3. If You Can’t Take the Heat…..Don’t Lie
I put this one in mainly for the reaction it got. I have a crazy friend, “C.J.,” who went to college and high school with me. C.J. was a substitute teacher for a while after college to raise some money before he moved on to bigger and better things. Now, C.J. used to be a notorious gossip, responsible for more than his fair share of unfair (yet funny) rumors. Now, we had heard, although not from a reliable source, that he hinted to his substitute kids that he used to date my wife, or, at the very least, that he did not deny the rumors (the truth: they were married once – in a theater production!). So, one night we got tanked after a “Casino Cruise” and spent the ride home drunk-dialing his ass. I don’t remember what exactly what I said, but my sarcastic side was at work.

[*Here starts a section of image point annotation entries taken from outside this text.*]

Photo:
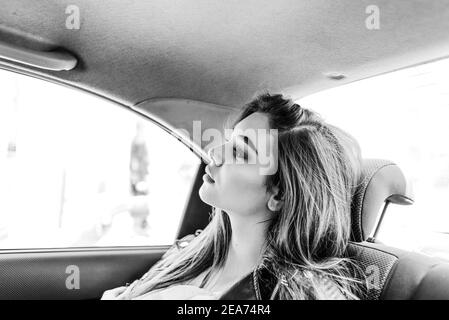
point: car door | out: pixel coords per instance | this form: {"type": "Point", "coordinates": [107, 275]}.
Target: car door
{"type": "Point", "coordinates": [91, 194]}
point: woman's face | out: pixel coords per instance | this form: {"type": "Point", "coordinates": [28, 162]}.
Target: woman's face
{"type": "Point", "coordinates": [235, 180]}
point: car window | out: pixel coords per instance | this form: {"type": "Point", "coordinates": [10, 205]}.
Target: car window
{"type": "Point", "coordinates": [78, 171]}
{"type": "Point", "coordinates": [402, 116]}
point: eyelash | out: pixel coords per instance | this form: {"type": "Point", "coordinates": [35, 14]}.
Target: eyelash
{"type": "Point", "coordinates": [234, 152]}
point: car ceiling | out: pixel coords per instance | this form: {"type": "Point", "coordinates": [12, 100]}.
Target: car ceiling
{"type": "Point", "coordinates": [221, 53]}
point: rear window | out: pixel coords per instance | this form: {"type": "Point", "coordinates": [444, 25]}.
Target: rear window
{"type": "Point", "coordinates": [402, 116]}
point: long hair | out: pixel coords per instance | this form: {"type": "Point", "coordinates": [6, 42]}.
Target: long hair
{"type": "Point", "coordinates": [318, 169]}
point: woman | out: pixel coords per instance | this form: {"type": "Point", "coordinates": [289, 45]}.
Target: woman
{"type": "Point", "coordinates": [281, 235]}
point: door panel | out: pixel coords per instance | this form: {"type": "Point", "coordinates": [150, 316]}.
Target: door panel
{"type": "Point", "coordinates": [43, 275]}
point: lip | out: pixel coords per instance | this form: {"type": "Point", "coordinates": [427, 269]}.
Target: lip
{"type": "Point", "coordinates": [208, 176]}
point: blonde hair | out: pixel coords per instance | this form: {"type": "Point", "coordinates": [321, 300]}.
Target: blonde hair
{"type": "Point", "coordinates": [318, 169]}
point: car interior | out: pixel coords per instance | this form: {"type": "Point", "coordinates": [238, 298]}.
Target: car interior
{"type": "Point", "coordinates": [176, 62]}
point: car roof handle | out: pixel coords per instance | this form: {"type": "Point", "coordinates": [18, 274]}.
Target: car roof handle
{"type": "Point", "coordinates": [56, 60]}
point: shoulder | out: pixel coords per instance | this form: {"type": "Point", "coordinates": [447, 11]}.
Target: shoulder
{"type": "Point", "coordinates": [181, 243]}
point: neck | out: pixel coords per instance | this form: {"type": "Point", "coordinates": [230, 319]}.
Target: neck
{"type": "Point", "coordinates": [247, 241]}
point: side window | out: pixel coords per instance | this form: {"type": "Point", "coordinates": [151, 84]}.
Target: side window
{"type": "Point", "coordinates": [77, 171]}
{"type": "Point", "coordinates": [402, 116]}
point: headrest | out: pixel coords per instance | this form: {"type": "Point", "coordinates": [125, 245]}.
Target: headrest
{"type": "Point", "coordinates": [381, 182]}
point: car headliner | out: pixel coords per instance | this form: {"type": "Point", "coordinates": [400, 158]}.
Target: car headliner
{"type": "Point", "coordinates": [164, 56]}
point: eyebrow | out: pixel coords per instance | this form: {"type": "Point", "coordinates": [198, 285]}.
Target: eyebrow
{"type": "Point", "coordinates": [248, 142]}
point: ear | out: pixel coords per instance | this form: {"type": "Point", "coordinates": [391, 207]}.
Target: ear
{"type": "Point", "coordinates": [274, 203]}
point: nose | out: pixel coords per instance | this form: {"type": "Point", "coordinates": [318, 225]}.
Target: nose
{"type": "Point", "coordinates": [215, 156]}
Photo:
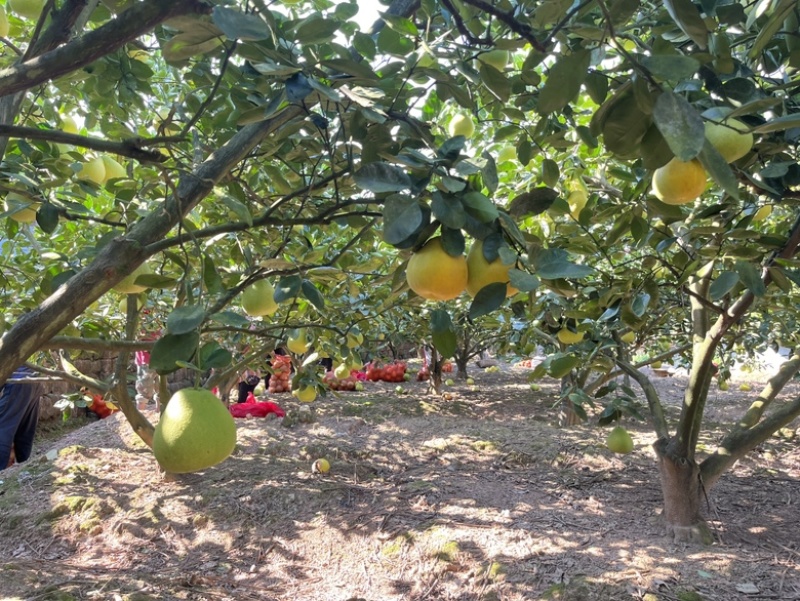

I said that my wife wanted him, and remembered how good he used to give it to her, and was ready to leave me for him. I said I had heard the shit he told his class and I was ready to fight, then my friend “Slave” chimed in and said some other ridiculous shit about how C.J. was a liar and just wanted to date his students, or something like that. We were falling-over-ourselves drunk and could not stop laughing, so we were obviously kidding. But the next morning, C.J. flipped out. He called me like 6 times, and then, when I would not answer (it was too damn early!) he came over to my house to tell me off. I was leaving at the time to go study, so he started following me in his car and after I pulled over told me how “he would never do that,” and how my call was “F—ked up” and all of this. I apologized over and over, told him I was drunk, added that he should have known that I was drunk, and that it was weird that he came over just to berate me for an obvious joke. We have squashed it since then, but his reaction was legendary – we still talk about how someone is going to “pull a ‘C.J.’ on us the next morning.”

4. Pump, Pump, Pump It Up!
One time, “M.C.” had an acquaintance who was a huge jerk. The dude was just a loser and M.C. rightly thought he was a dirtbag. So I called him from my phone and apologized for the lateness of the call (it was like 1 a.m., Eastern), and told him that I was calling from Amsterdam. The reason? He had ordered such a large amount of erectile-dysfunction drugs from our overseas warehouse that we were going to have a problem getting it to him in one shipment. A also wanted to confirm that he actually wanted to order 2000 E.D. pills, and that this was not just a typo. It was over the top, and fantastic. Then, M.C. chimed in and totally gave it away, saying that this amount of drugs would produce a stiffie “longer than a tree” and “was more than enough to satisfy a whole football team” or something like that. I don’t know how we held back from laughing, because when we watch it on video now (yes, I know, we are sick bastards), we can’t even hear the next line we are laughing so hard.

Well, I’m sure there are a lot more I have neglected, but hopefully I have not missed any of the greatest ones. If I have, or if you have one that tops any of mine, feel free to leave me a comment.

2 Comments:

Blogger TheRealDookie said...

Yvette,

Sometimes I love Trinka, but the feeling is not always mutual.

12:42 AM  
Blogger TheRealDookie said...

Yes, yes I do. Send pictures. Please.